Introduction

Growing interest in stem cells as a unique cellular system is driven by their self-renewal capacity, immune suppressive properties as well as their differentiation potential into various cell types. Many studies have already demonstrated the promising future of stem cells in developmental biology, regenerative medicine and disease therapy (1).
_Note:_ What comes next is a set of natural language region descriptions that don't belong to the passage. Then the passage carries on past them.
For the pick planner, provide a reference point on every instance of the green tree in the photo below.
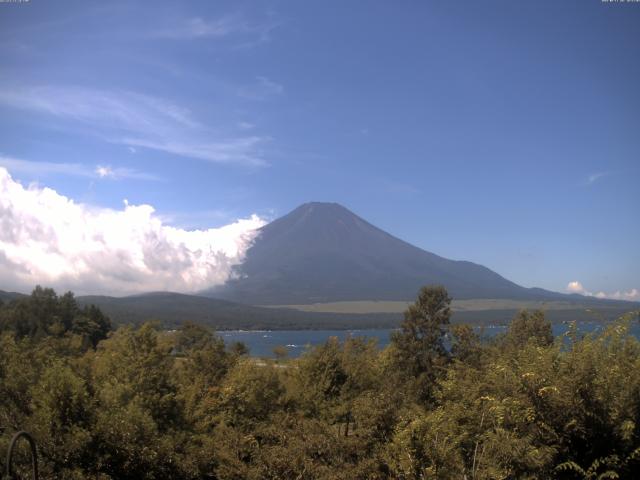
(418, 350)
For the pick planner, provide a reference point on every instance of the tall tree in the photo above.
(418, 348)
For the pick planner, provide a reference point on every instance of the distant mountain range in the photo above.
(322, 252)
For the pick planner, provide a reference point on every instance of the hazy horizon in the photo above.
(140, 155)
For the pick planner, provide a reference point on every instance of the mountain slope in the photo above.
(173, 309)
(322, 252)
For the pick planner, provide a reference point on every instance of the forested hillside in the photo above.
(142, 403)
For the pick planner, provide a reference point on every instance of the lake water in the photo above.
(261, 343)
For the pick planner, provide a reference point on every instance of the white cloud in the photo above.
(594, 177)
(630, 295)
(243, 150)
(49, 239)
(74, 169)
(235, 26)
(575, 287)
(263, 89)
(135, 120)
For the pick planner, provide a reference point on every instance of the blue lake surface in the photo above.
(262, 342)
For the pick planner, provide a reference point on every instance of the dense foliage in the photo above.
(142, 403)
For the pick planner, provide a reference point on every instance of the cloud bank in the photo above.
(49, 239)
(632, 295)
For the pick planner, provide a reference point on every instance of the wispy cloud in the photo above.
(237, 26)
(263, 89)
(633, 294)
(241, 150)
(594, 177)
(136, 120)
(73, 169)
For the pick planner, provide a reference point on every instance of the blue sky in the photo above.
(505, 133)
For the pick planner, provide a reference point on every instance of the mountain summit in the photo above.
(323, 252)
Hence, developing an efficient gene transfer method to modulate gene expression has become indispensable to further understand the molecular function of single genes in stem cells, such as mesenchymal stem cells (hMSC) (2).
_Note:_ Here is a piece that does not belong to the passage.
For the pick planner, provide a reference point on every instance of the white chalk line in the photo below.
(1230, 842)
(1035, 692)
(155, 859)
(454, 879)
As an alternative to viral-based transfection methods which give rise to potential pathogenicity and immune response risks, we have developed an efficient non-viral mRNA transfection reagent jetMESSENGER® that leads to outstanding transfection efficiencies in both embryonic and adult stem cells. The success of mRNA delivery using jetMESSENGER® is mainly due to circumventing the need for nuclear import of DNA, hindered in difficult to transfect cells mainly by their slow to none dividing rates (3).

Material & methods

hMSC were purchased from Lonza® and maintained in Mesenchymal Stem Cell Growth Medium (MSCBM™) medium supplemented with MSCGM™ SingleQuots™ (Lonza®). Mouse embryonic stem cells (mES) were purchased from EMD Millipore® (Pluristem 129S6 mES), grown on cell culture dishes (Greiner Bio-One®) coated with 0.1% gelatin, and cultured in DMEM glucose 4.5 g/L supplemented with L-Glutamine 1%, non-essential amino acids 1%, HEPES 1%, Penicillin-Streptomycin 1%, ESGRO® (mLIF) ESG1107 at 0.01%, ESG1106 0.1% and MTG (Sigma-Aldrich® M6145) at 13.6 µl per Liter of medium. For transfection experiments, hMSC were seeded at 3 x 103 cells per well of 96-well plates or at 1.2 x 104 cells per well of 24-well plates in complete medium 3 days before transfection. On the day of transfection, jetMESSENGER®/EGFP mRNA, Lipofectamine® 2000 (L2K)/EGFP and Lipofectamine® 3000 (L3K)/EGFP plasmid DNA complexes were prepared according to the manufacturers’ recommendations for each reagent. Briefly, transfection with jetMESSENGER® was performed as described: 100-150 ng (per well of 96-well plate) or 400-500 ng of EGFP-encoding mRNA (per well of 24-well plate) were first diluted in the provided mRNA Buffer, followed by the mixing-in of respectively 0.4-0.5 µl and 0.8-1.2 µl jetMESSENGER®. Following an incubation of 15 minutes at room temperature, jetMESSENGER® complexes were simply added dropwise to cells in their complete growth medium.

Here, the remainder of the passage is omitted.